# Import data and libraries

In [1]:
import pandas as pd
import tensorflow as tf
import tensorflow_datasets as tfds
import re
import random
import pickle

In [2]:
df = pd.read_csv("../data/interim/filtered_reddit_scrape.csv", low_memory=False)

In [3]:
df.head(5)

Unnamed: 0,author,score,created,subreddit,title,body,id,comment_author,comment_body,comment_score,comment_edited
0,presti-ravioli,4802,2019-08-12 20:50:20,depression,Depression for me is a constant feeling of wan...,It’s a constant sense of wanting to go somewhe...,cpidz8,RuneRaccoon,That's a good description of it. Good luck on ...,516.0,False
1,presti-ravioli,4802,2019-08-12 20:50:20,depression,Depression for me is a constant feeling of wan...,It’s a constant sense of wanting to go somewhe...,cpidz8,Kavlone,this is the first post i’ve clicked on from th...,497.0,False
2,presti-ravioli,4802,2019-08-12 20:50:20,depression,Depression for me is a constant feeling of wan...,It’s a constant sense of wanting to go somewhe...,cpidz8,bennynthejetsss,There’s a name for this phenomenon. It’s calle...,217.0,1565648011.0
3,presti-ravioli,4802,2019-08-12 20:50:20,depression,Depression for me is a constant feeling of wan...,It’s a constant sense of wanting to go somewhe...,cpidz8,AvoxGirl,Accurate. I saw a post recently that said “Dep...,129.0,False
4,presti-ravioli,4802,2019-08-12 20:50:20,depression,Depression for me is a constant feeling of wan...,It’s a constant sense of wanting to go somewhe...,cpidz8,thethirdman3,I’m the EXACT same way. “That place has gotta ...,49.0,False


# 1. Clean the text

In [4]:
def clean_text(text):
    '''Clean text by removing unnecessary characters and altering the format of words.'''
    text = str(text)
    text = text.lower()
    text = re.sub(r"’", "'", text)
    text = re.sub(r"\n", "", text)
    
    text = re.sub(r"i'm", "i am", text)
    text = re.sub(r"he's", "he is", text)
    text = re.sub(r"she's", "she is", text)
    text = re.sub(r"it's", "it is", text)
    text = re.sub(r"that's", "that is", text)
    text = re.sub(r"what's", "what is", text)
    text = re.sub(r"there's", "there is", text)
    text = re.sub(r"where's", "where is", text)
    text = re.sub(r"how's", "how is", text)
    text = re.sub(r"\'ll", " will", text)
    text = re.sub(r"\'ve", " have", text)
    text = re.sub(r"\'re", " are", text)
    text = re.sub(r"\'d", " would", text)
    text = re.sub(r"\'re", " are", text)
    text = re.sub(r"won't", "will not", text)
    text = re.sub(r"can't", "cannot", text)
    text = re.sub(r"n't", " not", text)
    text = re.sub(r"n'", "ng", text)
    text = re.sub(r"'bout", "about", text)
    text = re.sub(r"'til", "until", text)
    text = re.sub(r"[^a-zA-Z?.!,]+", " ", text)
   # text = re.sub(r"([?.!,])", r" \1 ", text)
    
    return text

In [5]:
prompts = df['body'].apply(clean_text)
responses = df['comment_body'].apply(clean_text)

# 2. Tokenize

## 2.1 Initialize tokenizer

In [6]:
# Build tokenizer using tfds for both questions and answers
tokenizer = tfds.features.text.SubwordTextEncoder.build_from_corpus(
    prompts + responses, target_vocab_size=2**13)

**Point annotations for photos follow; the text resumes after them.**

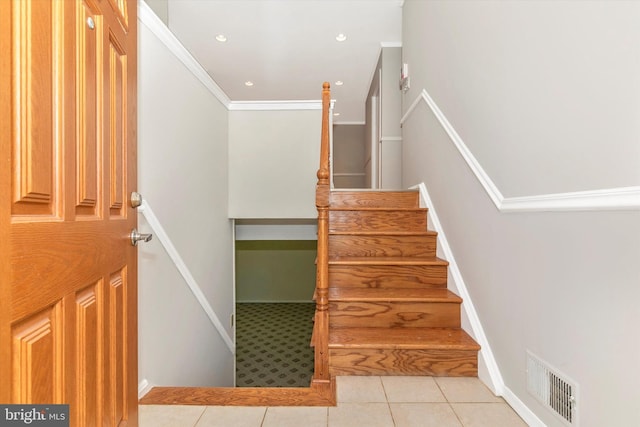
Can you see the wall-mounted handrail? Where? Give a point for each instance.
(321, 326)
(171, 250)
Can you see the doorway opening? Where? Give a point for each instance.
(275, 281)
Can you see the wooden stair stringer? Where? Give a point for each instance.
(390, 312)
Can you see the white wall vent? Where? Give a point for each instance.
(554, 390)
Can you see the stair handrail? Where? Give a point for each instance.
(321, 326)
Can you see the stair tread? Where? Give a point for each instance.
(377, 209)
(393, 295)
(384, 233)
(387, 260)
(402, 338)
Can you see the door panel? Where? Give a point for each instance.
(68, 323)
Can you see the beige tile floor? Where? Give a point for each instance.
(362, 401)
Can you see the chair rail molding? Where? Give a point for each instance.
(150, 20)
(171, 250)
(622, 198)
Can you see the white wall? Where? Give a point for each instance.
(273, 159)
(387, 133)
(183, 168)
(545, 95)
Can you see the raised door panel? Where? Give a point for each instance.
(117, 125)
(89, 104)
(68, 278)
(38, 39)
(89, 351)
(37, 358)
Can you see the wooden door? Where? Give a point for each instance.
(68, 291)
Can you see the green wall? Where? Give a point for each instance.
(275, 270)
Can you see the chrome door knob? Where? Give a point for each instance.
(137, 237)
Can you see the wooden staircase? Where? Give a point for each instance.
(389, 309)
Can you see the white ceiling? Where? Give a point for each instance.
(288, 48)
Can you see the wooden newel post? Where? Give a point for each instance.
(321, 367)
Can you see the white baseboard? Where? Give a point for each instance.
(521, 409)
(144, 387)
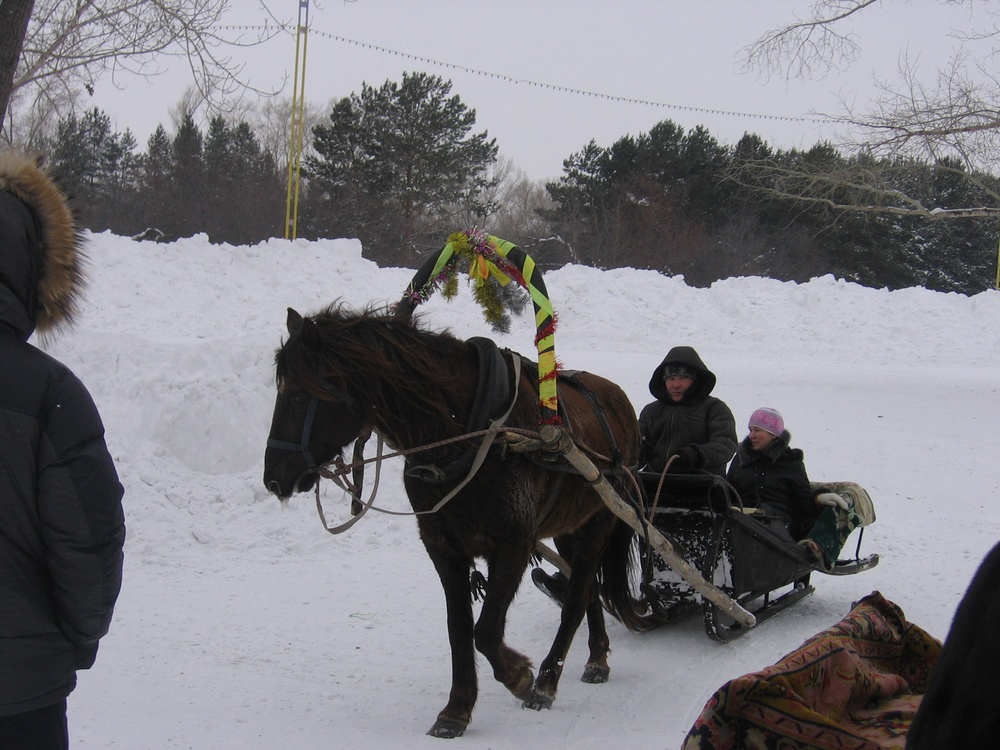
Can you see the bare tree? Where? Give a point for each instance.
(71, 45)
(951, 120)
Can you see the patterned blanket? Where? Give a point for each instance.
(855, 686)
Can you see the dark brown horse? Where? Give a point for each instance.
(340, 373)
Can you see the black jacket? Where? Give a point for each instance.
(61, 521)
(775, 479)
(701, 420)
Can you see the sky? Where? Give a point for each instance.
(547, 77)
(245, 626)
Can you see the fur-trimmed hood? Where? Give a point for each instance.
(41, 258)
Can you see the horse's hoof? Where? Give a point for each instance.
(524, 688)
(538, 700)
(448, 729)
(595, 675)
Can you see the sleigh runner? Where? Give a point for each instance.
(736, 549)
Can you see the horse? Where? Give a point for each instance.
(340, 373)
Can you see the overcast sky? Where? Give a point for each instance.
(568, 71)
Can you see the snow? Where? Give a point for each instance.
(245, 625)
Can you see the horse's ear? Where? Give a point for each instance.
(309, 333)
(293, 322)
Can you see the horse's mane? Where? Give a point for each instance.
(386, 363)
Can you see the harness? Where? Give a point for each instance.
(493, 396)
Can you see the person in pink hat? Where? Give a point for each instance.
(771, 475)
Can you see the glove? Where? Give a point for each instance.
(833, 500)
(687, 458)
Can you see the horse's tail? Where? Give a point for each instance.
(617, 566)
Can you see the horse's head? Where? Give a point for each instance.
(313, 419)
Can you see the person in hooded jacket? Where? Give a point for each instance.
(686, 422)
(61, 522)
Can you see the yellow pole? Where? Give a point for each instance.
(297, 124)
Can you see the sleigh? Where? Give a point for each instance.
(737, 549)
(739, 570)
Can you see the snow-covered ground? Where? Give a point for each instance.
(242, 626)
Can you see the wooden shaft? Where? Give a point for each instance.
(557, 440)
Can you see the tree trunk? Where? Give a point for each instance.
(14, 15)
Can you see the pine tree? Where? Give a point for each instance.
(392, 163)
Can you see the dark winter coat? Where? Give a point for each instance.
(700, 421)
(61, 521)
(775, 480)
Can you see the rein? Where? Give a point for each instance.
(489, 434)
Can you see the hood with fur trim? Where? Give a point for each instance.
(41, 258)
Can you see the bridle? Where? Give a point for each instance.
(302, 447)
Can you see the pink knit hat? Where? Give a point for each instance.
(768, 420)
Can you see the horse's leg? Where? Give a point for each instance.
(587, 548)
(510, 667)
(454, 718)
(596, 670)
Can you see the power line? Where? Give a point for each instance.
(542, 85)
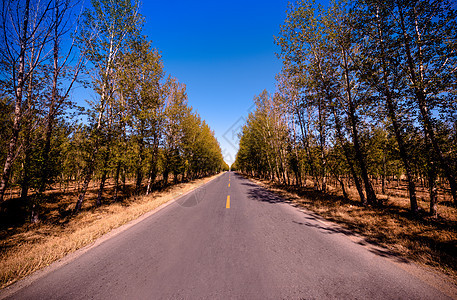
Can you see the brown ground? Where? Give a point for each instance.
(423, 239)
(25, 247)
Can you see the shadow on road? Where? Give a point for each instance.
(313, 220)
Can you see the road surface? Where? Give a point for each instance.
(231, 239)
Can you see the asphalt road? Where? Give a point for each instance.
(249, 246)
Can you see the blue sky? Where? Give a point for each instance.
(223, 51)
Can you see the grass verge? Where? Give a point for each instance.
(37, 246)
(422, 239)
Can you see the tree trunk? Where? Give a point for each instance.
(11, 154)
(371, 196)
(423, 107)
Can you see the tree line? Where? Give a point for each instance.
(367, 92)
(138, 125)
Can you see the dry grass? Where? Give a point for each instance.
(425, 240)
(29, 248)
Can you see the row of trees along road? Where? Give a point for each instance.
(367, 92)
(138, 125)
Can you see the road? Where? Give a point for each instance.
(250, 245)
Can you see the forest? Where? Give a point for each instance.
(365, 102)
(137, 132)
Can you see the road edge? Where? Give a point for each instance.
(28, 280)
(424, 273)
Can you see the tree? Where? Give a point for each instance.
(106, 29)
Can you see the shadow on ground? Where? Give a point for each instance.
(426, 243)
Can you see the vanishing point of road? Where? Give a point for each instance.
(231, 239)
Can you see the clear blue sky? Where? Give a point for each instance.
(223, 51)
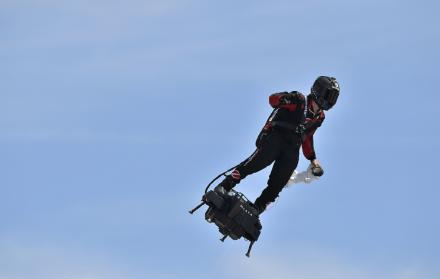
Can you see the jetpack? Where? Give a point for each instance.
(233, 214)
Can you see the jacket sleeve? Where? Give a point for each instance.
(287, 100)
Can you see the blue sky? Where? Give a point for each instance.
(114, 115)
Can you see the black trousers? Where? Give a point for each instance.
(279, 146)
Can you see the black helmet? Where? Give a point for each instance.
(325, 91)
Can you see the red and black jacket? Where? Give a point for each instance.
(312, 122)
(290, 111)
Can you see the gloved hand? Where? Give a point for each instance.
(316, 168)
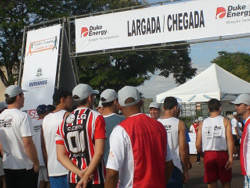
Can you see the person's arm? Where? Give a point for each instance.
(183, 150)
(44, 151)
(230, 143)
(199, 139)
(31, 152)
(169, 166)
(111, 178)
(1, 149)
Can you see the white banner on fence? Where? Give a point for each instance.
(179, 21)
(40, 67)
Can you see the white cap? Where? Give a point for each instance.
(3, 105)
(108, 95)
(243, 98)
(155, 105)
(234, 113)
(200, 118)
(83, 91)
(128, 92)
(13, 91)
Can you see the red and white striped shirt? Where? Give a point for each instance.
(78, 133)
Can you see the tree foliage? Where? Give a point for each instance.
(236, 63)
(112, 70)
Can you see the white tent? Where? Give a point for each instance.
(214, 82)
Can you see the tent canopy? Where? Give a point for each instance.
(214, 82)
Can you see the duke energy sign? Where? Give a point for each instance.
(161, 24)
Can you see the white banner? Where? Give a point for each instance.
(40, 67)
(179, 21)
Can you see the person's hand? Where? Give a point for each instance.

# Define start and end token to indicate the start and end of a sentence
START_TOKEN, END_TOKEN = [tokenizer.vocab_size], [tokenizer.vocab_size + 1]

# Vocabulary size plus start and end token
VOCAB_SIZE = tokenizer.vocab_size + 2

## 2.1 Demonstrate how tokenizer works

In [7]:
rand_ind = random.randint(0, len(prompts))
print(f"random_index: {rand_ind} \n\nprompt: {prompts[rand_ind]}\ntoken_prompt: {tokenizer.encode(prompts[rand_ind])}"
      f"\n\nresponse: {responses[rand_ind]}\ntoken_response: {tokenizer.encode(responses[rand_ind])}")

random_index: 6947 

prompt: i am a dreamer, a deep thinker. always picturing myself as a worry free, young and happy person enjoying it with someone i truly love. however, being stuck in my head reaching for unrealistic goals knowing l will always be anxious or suffering from bad mental health, and the crippling limits i put on myself will always prevent me from living the life i so desperately wish i could live. and i might just not be good enough for anyone, the fear of being alone forever, which really brings me down. so i continue to play scenes in my head of things i wish to happen, to keep me having hope that maybe just maybe, things will be okay.
token_prompt: [1, 17, 7, 2137, 436, 3, 7, 649, 662, 436, 2, 103, 7210, 79, 38, 7, 462, 1220, 3, 1051, 5, 169, 185, 2181, 8, 25, 106, 1, 550, 865, 2, 629, 3, 85, 791, 16, 11, 338, 2536, 18, 7943, 1713, 2624, 669, 364, 39, 103, 30, 340, 29, 777, 54, 206, 260, 1136, 3, 5, 6, 1887, 7024, 1, 233, 31, 79, 39, 103, 2229, 21, 54, 362, 6, 89, 1

In [8]:
print(f"Vocab size: {VOCAB_SIZE}")
print(f"Number of samples: {len(prompts)}")

Vocab size: 8228
Number of samples: 148630


## 2.2 Tokenize the data

In [9]:
# Maximum sentence length
MAX_LENGTH = 40


# Tokenize, filter and pad sentences
def tokenize_and_filter(inputs, outputs):
  tokenized_inputs, tokenized_outputs = [], []
  
  for (sentence1, sentence2) in zip(inputs, outputs):
    # tokenize sentence
    sentence1 = START_TOKEN + tokenizer.encode(sentence1) + END_TOKEN
    sentence2 = START_TOKEN + tokenizer.encode(sentence2) + END_TOKEN
    # check tokenized sentence max length
    if len(sentence1) <= MAX_LENGTH and len(sentence2) <= MAX_LENGTH:
      tokenized_inputs.append(sentence1)
      tokenized_outputs.append(sentence2)
  
  # pad tokenized sentences
  tokenized_inputs = tf.keras.preprocessing.sequence.pad_sequences(
      tokenized_inputs, maxlen=MAX_LENGTH, padding='post')
  tokenized_outputs = tf.keras.preprocessing.sequence.pad_sequences(
      tokenized_outputs, maxlen=MAX_LENGTH, padding='post')
  
  return tokenized_inputs, tokenized_outputs


tokenized_prompts, tokenized_responses = tokenize_and_filter(prompts, responses)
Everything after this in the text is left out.